AGC Rant Panel: 6 Devs Enter…er…6 Devs Leave. Dammit.

The AGC "MMO Rant Session" is traditionally, well, a rant session.  A place to loosen ties (if game devs wore ties) and make with the yacking about what's wrong with the MMO industry.  Yesterday's rant session sounds like it was a good one.

From the Gamespot article,

NCSoft's Scott Jennings on customer service:

"WOW just had a patch a few weeks ago," Jennings noted. "As usual, their patch distribution completely failed. That may be because their patch distribution system is best described as 'Let's make something so frustrating people will just host the damn patches for us.' [laughter, hollers from the audience] It's unacceptable. It amazes me that WOW's peer-to-peer distribution has become accepted practice. Why are you people putting up with it? Part of our core business as an MMO provider is providing the damn MMO."

and on in-game advertising:

[A new Acclaim project] will include in-game classified ads on the screen. They can be turned off, but players won't level up as quickly if they choose to play without them, a point that drew a chorus of boos from the assembled audience. [Jennings] also suggested facetiously embracing a "wonderland of consumerism," with Coca-Cola-sponsored magic swords, Kobalds [sic] corpses that hold Skittles, and a Jet Blue dragon to fly players around.

"When you totally disrespect your consumers like that, I can assure you of one thing: your project will fail," Jennings said. "And deservedly so."

 

Sony Online Entertainment's Lorin Jameson:  

"I feel like in many ways, people are copying WoW, but they're learning the wrong lessons," Jameson said. "The problem is, from a feature set perspective, WoW is not an innovative game. It didn't do anything particularly new. The major innovation they did was they executed in a high quality fashion and released with a depth of quality content that was not broken."

Jameson said there was no other company that would have conceived of spending as much money making the game (he estimated it cost more than $50 million to produce), spending as much time in beta, or making the sort of substantial changes to the game Blizzard made during that extended testing.

"But that is the feature you need to copy," Jameson said. "I don't care about innovation. I would like us to execute well on our non-innovative games. We can copy games and many people are. But if we're going to copy games, we should copy them really well and make sure the product is of a really high quality."

Ultra Mega Games founder (and former Mythic producer) Matt Firor on shipping games that aren't ready:

…Mythic's decision to ship Dark Age of Camelot was made because the company had run out of money.

"It was an easy decision to make," Firor said. "We weren't thinking about some grand overarching scheme hoping we were sitting around a game development conference in five years and people love us.
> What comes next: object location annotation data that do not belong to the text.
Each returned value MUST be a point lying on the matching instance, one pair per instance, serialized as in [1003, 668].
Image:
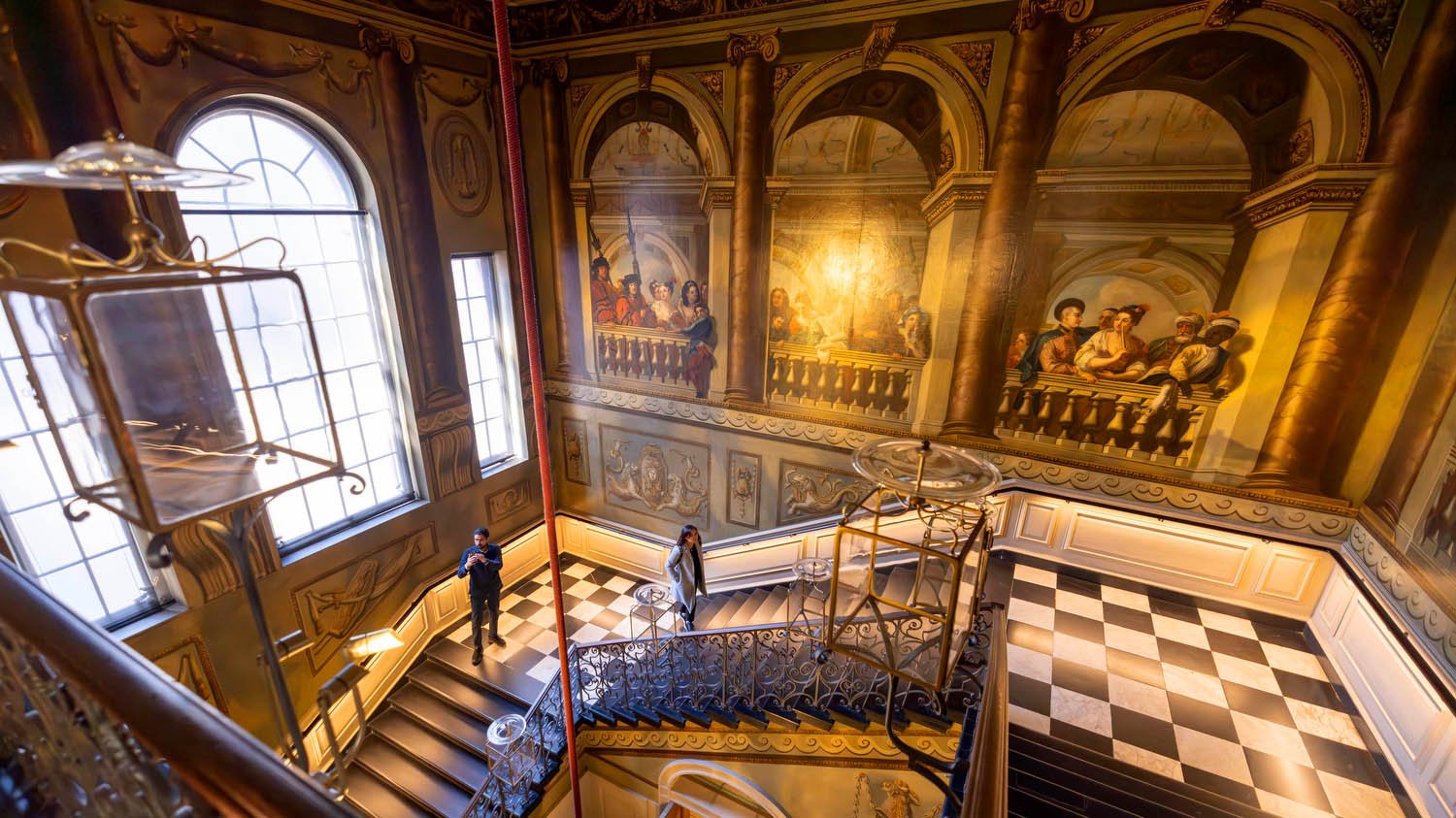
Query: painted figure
[1054, 351]
[603, 291]
[482, 562]
[701, 349]
[1115, 354]
[684, 568]
[1162, 351]
[632, 309]
[664, 311]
It was more like, 'We've got wives and kids to [feed], so we're going to ship the game and make some money."

My take:

Amber on customer service: Whoever thought distributing patches via Kazaa was a good idea clearly only considered the short term gains.  Yeah, it saves on bandwidth, but it sure pisses your customers off.  I have to wonder how much long the player community is going to tolerate this.

And speaking of customer service, when your game doesn't run on my machine, I shouldn't have to wait on hold for 30 minutes, or 24 hours for an email, every time you give me something new to try.  Charge me an extra $2 for that month if I use customer support, I don't mind.  Charge people who abuse the system more, that's fine too.  But the current system is very, very broken across just about every game.  Fix it.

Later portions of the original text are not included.